Theresa May will investigate the case of people who were wrongfully sent a message to leave UK
The UK Home Secretary Theresa May has promised to investigate the cases of people, who have the right to live in the UK, but wrongfully received letters to leave the country by a private company that acted on behalf of the UK Border Agency.
The company that sent the letters is named Capita. It won a government contract to trace 175 000 immigrants that are living illegally in the UK.
The contract is said to be worth 40 million pounds and covers those immigrants, who are refused the right to remain in the UK, but whose whereabouts are currently unknown.
The existence of such migration refusal pool was disclosed last June after an investigation by John Vine, who is an independent inspector of immigration.
According to UKBA, around 40% of those people had not been formally informed that they do not have the right to remain in the UK.

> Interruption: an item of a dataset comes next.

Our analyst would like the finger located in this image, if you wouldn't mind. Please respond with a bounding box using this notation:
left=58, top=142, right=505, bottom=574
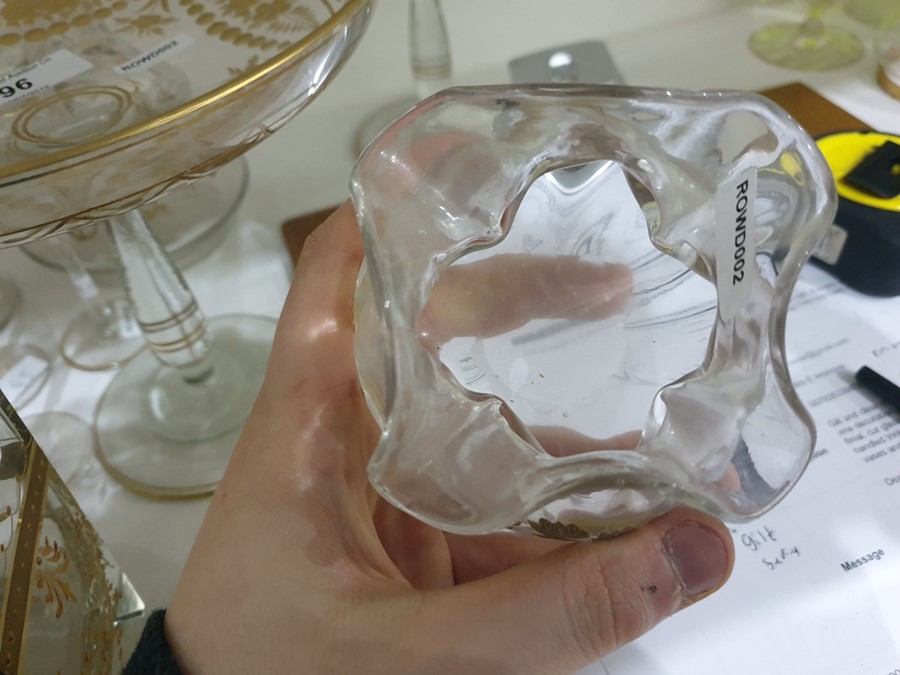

Immigration lawyers, however, claim that some of the people, who received email land SMS messages from Capita include a woman with a valid British passport and a man with a valid visa who had invested £1m in a UK-based business.

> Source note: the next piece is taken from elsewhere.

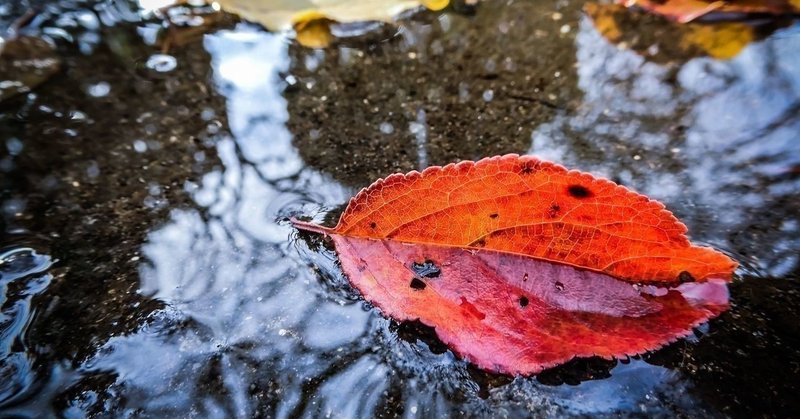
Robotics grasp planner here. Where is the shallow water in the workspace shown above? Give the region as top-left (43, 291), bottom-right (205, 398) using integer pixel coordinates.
top-left (0, 1), bottom-right (800, 417)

Most messages were sent during the Christmas period and the people who were wrongfully told to live the country were extremely distressed and upset.

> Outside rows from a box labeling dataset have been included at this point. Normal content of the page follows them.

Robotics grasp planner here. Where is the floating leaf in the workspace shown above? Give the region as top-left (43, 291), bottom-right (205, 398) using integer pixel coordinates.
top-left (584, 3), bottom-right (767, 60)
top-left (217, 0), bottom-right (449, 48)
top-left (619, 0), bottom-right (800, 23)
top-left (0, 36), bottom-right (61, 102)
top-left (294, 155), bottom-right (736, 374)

The standard message of the company reads as follows: “Message from the UK Border Agency: You are required to leave the UK as you no longer have the right to remain”.
Capita claims that it was working with the lists of illegal immigrants that it received from the government. United Kingdom Border Agency later admitted that the reason for the mistake is a problem with its own records.
It advises anyone who was contacted wrongfully to contact the agency so that the database records are updated with the latest information.